Firstly, we should start answering the question what are antibodies? After all the process we have described before, once these antibodies are in the blood stream and lymphatic system, we can say these are ready to function as defensive molecules with direct and indirect immune functions. Between these immune functions we could underline:
► The neutralization of infectious agents: they do it by blocking or by antibody-dependent cellular cytotoxicity.
► Activation of the complement system. The complement system is part of the innate immunity, which increases the ability of antibodies and lymphocytes to remove pathogens and infected cells from the body.

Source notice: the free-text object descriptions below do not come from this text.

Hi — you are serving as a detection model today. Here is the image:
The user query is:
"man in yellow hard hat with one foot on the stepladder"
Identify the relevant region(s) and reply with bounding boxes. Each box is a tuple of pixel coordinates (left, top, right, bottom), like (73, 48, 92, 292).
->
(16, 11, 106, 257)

► Binding of foreign substances to be destroyed: by opsonization and phagocytosis.
In this sense, antibodies neutralize antigens primarily through mechanisms of attachment and accumulation: the aggregation of neutralizing antibodies on the matching viral particles with the antigen would inhibit the ability of this virus to infect to other cells.

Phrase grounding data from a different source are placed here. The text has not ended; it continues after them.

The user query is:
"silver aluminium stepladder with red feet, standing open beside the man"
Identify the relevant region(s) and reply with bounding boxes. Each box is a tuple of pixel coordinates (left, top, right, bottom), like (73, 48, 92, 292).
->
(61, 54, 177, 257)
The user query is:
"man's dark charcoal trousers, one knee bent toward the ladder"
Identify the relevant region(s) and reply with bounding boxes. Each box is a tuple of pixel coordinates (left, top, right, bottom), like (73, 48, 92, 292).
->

Furthermore, antibodies can also take part in the process that lead to lysis or killing of infectious cells by the activation of the complement cascade or interaction with effector cells and release of cytokines.
As we have mentioned before, T cells are responsible for cell mediated immunity. This T cells are a type of lymphocytes that are characterized by expressing a special receptor on the surface of the membrane, the T- cell receptor (also called TCR). T cells are produced in the bone marrow and mature in the thymus,. In this process we can differentiate two major T cell subsets:
► CD4+ Helper T cells: As the name suggests helper T cells ‘help’ other cells of the immune system. Moreover, helper T cells primarily recognize antigens and secreting cytokines for activating both cytotoxic T cells and B cells.

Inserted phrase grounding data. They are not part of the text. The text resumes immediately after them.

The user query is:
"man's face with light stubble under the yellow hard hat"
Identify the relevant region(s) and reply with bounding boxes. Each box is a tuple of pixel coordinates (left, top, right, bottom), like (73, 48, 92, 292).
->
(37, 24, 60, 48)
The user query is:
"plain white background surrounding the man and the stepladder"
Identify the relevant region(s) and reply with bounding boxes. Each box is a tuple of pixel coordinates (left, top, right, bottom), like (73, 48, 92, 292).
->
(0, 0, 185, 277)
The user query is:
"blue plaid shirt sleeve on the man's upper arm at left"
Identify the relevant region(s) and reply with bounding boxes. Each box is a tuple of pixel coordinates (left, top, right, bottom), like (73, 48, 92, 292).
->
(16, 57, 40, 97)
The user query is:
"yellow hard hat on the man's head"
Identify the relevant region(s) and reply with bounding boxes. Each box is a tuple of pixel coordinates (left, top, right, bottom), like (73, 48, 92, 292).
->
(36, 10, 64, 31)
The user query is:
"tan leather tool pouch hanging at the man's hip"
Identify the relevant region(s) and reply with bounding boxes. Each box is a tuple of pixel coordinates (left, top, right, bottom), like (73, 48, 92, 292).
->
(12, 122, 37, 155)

►CD8+ Cytotoxic T cells: cytotoxic T cells recognize and kill virally infected cells and tumors, actually they destroy the infected cells by apoptosis (discover what is apoptosis in this article: see more).
Furthermore, CD4+ regulatory T cells are third subset of T cells, whose function is to inhibit the immune response, modulating the immune system in such a way to tolerate the self-antigens, preventing autoimmune diseases.
The main difference between T cells and B cells is that, unlike the antibodies, the T cells, through the TCR, are not able to bind the antigen directly, instead of that, the need to antigen processing, consisting in degradation of protein antigen to peptides.. We describe bellow more differences between this two types of lymphocytes:
In conclusion, T-lymphocytes and B-lymphocytes are two types of lymphocytes that initiate an immune response against external substances in the organism.
T-helper cells trigger the production of antibodies by plasma cells. Cytotoxic T cells kill pathogens by inducing apoptosis. B cells express specific antibodies against different antigens by recognizing them in the circulatory system. Which lead us to the conclusion that the main difference between T cells and B cells is their role in the immune response and the method of antigen recognition.